In comparison, monetary and career-focused advancements are seen as far less essential. In fact, only 13 percent of Dallas/Fort Worth residents say being a millionaire is essential to their definition of success, and 11 percent consider having an impressive resume important.
These findings come from the latest Merrill Edge Report, a biannual survey of 1,000 mass affluent Americans that oversampled 304 Dallas/Fort Worth residents between September 6 and September 24, 2017. The report reveals how Americans and Dallas/Fort Worth residents are redefining success — placing greater importance on their ability to make a positive impact on their families than just on the amount of money they make.
“Providing for family is at the heart of success for Dallas/Fort Worth respondents, and we’re seeing a shift in how people prioritize and set goals accordingly,” said Ryan Deany, regional manager at Merrill Edge. “It’s important to set financial goals early and create a strategy to pursue them, no matter if you’re saving for a house, your child’s education or your family’s dream vacation.”
Avoiding relatives’ mistakes
Although Dallas/Fort Worth residents believe family is essential to their definition of success, they may not believe their extended family or siblings are financially successful. Dallas residents would rather avoid the mistakes of their extended family (44 percent) and siblings (42 percent) than follow in their extended family’s (24 percent) or siblings’ (25 percent) footsteps.
As Dallas/Fort Worth respondents hope to avoid their family’s perceived mistakes, they may be making wiser financial decisions, giving them a more optimistic outlook about money.
Dallas/Fort Worth respondents and Americans in general feel their investment habits are more “successful” (53 percent versus 48 percent nationally) now than they were 10 years ago. They also feel their investment habits are more “forward-looking” (56 percent versus 52 percent nationally), “responsible” (53 percent versus 54 percent nationally) and “vigilant” (52 percent versus 47 percent nationally).
A conservative approach to finances
Dallas/Fort Worth residents are also less inclined to take risks. Many Dallas/Fort Worth respondents see the following as risky:
Putting all of their money in the market (55 percent).
Quitting their job without another one lined up (55 percent).
Taking a job without benefits (46 percent).

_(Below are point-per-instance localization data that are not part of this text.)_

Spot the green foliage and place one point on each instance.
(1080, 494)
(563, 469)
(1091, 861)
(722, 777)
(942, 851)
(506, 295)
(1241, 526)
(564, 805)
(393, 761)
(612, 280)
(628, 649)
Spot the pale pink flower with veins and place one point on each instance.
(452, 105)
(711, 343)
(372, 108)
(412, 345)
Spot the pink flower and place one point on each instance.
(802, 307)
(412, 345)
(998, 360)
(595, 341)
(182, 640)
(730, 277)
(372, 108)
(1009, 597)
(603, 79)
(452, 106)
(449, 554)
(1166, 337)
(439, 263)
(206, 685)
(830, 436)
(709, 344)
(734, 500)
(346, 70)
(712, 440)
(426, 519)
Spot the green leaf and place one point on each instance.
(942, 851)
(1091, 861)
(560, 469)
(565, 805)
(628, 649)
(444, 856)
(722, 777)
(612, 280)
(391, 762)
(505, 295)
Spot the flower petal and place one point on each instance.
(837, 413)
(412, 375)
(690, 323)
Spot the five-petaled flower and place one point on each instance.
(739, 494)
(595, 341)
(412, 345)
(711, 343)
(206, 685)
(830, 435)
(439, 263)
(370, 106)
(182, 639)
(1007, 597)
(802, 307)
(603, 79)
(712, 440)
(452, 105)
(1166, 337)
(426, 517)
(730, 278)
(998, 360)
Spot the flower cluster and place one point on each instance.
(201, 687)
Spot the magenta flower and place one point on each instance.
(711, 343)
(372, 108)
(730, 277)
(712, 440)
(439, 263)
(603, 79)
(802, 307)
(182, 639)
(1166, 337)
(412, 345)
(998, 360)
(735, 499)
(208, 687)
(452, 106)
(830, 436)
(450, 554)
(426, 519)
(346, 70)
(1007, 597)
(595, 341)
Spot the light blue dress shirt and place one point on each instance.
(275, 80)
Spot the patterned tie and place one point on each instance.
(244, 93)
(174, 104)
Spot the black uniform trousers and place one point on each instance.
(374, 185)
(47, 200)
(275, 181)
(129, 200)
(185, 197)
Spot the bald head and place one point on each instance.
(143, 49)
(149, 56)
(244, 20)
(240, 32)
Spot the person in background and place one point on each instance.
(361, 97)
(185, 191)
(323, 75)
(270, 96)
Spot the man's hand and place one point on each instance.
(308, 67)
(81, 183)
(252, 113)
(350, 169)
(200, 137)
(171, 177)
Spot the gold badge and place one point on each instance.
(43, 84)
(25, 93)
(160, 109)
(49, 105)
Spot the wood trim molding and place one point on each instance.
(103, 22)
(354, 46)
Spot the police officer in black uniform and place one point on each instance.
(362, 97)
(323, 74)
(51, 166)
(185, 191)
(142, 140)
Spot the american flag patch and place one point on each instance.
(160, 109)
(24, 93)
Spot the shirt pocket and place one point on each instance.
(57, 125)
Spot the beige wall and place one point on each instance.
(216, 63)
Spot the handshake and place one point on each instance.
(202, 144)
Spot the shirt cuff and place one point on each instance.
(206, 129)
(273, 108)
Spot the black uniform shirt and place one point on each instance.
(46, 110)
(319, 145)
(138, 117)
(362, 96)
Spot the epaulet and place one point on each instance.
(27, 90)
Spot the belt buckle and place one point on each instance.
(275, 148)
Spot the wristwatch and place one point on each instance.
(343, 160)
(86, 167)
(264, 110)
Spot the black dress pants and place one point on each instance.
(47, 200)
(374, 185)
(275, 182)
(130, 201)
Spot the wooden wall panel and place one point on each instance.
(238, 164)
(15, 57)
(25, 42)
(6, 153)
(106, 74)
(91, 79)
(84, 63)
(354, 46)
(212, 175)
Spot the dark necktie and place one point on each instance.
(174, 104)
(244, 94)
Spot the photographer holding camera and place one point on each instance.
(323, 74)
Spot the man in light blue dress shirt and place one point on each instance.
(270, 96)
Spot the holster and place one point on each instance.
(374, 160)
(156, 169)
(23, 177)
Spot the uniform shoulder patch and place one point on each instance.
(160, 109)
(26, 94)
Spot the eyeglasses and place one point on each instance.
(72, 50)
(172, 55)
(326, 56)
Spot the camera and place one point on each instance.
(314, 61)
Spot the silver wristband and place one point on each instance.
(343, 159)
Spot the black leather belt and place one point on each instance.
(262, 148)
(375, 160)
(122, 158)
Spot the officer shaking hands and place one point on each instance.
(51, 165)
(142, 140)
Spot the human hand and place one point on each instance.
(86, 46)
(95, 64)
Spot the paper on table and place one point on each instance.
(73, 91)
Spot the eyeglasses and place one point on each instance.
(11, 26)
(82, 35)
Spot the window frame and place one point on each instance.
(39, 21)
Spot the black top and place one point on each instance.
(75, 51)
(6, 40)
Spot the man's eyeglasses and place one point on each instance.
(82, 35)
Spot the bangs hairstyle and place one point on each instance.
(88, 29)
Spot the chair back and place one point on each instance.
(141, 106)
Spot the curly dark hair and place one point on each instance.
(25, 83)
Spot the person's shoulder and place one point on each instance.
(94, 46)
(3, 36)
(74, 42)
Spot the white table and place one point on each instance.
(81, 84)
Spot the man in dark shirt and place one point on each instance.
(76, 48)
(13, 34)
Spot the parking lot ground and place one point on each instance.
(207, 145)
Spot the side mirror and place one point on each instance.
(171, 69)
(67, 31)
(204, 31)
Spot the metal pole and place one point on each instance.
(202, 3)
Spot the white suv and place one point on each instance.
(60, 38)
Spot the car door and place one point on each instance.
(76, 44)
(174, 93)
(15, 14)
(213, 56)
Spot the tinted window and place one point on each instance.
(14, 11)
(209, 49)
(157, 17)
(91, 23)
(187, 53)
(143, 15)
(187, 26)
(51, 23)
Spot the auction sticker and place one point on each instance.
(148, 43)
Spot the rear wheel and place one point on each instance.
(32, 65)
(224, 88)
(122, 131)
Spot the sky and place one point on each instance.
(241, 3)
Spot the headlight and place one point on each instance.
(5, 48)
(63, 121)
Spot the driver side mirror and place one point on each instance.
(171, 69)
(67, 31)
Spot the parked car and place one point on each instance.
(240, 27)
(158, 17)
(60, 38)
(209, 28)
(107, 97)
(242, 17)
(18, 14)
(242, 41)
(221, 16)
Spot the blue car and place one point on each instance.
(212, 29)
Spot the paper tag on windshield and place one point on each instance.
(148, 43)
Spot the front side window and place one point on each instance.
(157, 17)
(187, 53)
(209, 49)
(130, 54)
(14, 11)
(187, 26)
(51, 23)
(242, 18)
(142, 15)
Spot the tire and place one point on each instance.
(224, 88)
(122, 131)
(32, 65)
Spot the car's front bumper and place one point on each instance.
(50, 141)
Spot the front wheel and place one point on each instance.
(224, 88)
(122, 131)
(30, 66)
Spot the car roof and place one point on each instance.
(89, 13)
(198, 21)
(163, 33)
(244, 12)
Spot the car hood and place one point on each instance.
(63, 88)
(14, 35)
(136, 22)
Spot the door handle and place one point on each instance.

Not investing in a 401(k) (46 percent).
Perhaps this outlook on risk is driven by fear of a potential recession. Seventy percent of Dallas/Fort Worth respondents predict another recession will occur in their lifetime, and about three in 10 believe it will occur in the next five years.
However, Dallas/Fort Worth residents appear to be taking matters into their own hands by making financial sacrifices, including cutting back on going out (41 percent) and skipping vacation for a year (32 percent).
For more in-depth information about the financial behaviors and priorities of mass affluent Dallas/Fort Worth residents and Americans in general, read the entire fall 2017 Merrill Edge Report here.
Merrill Edge Survey Methodology
Convergys (an independent market research company) conducted a nationally representative, panel-sample online survey on behalf of Merrill Edge Sept. 6-24, 2017. The survey consisted of 1,010 mass affluent respondents throughout the U.S. Respondents in the study were defined as aged 18 to 34 (millennials) with investable assets between $50,000 and $250,000 or those aged 18 to 34 who have investable assets between $20,000 and $50,000 with an annual income of at least $50,000; or aged 35-plus with investable assets between $50,000 and $250,000. For this purpose, investable assets consist of the value of all cash, savings, mutual funds, CDs, IRAs, stocks, bonds and all other types of investments excluding primary home and other real estate investments. We conducted an oversampling of 300 mass affluents in the following markets: Southern California, Dallas/Fort Worth, Chicago, Atlanta, and Phoenix. An additional group of 205 Generation Z respondents was surveyed. The margin of error is +/- 3.1 percent for the national sample, about +/- 5.6 percent for the oversample markets, and +/- 6.8 percent for the Gen Z group, all reported at a 95 percent confidence level.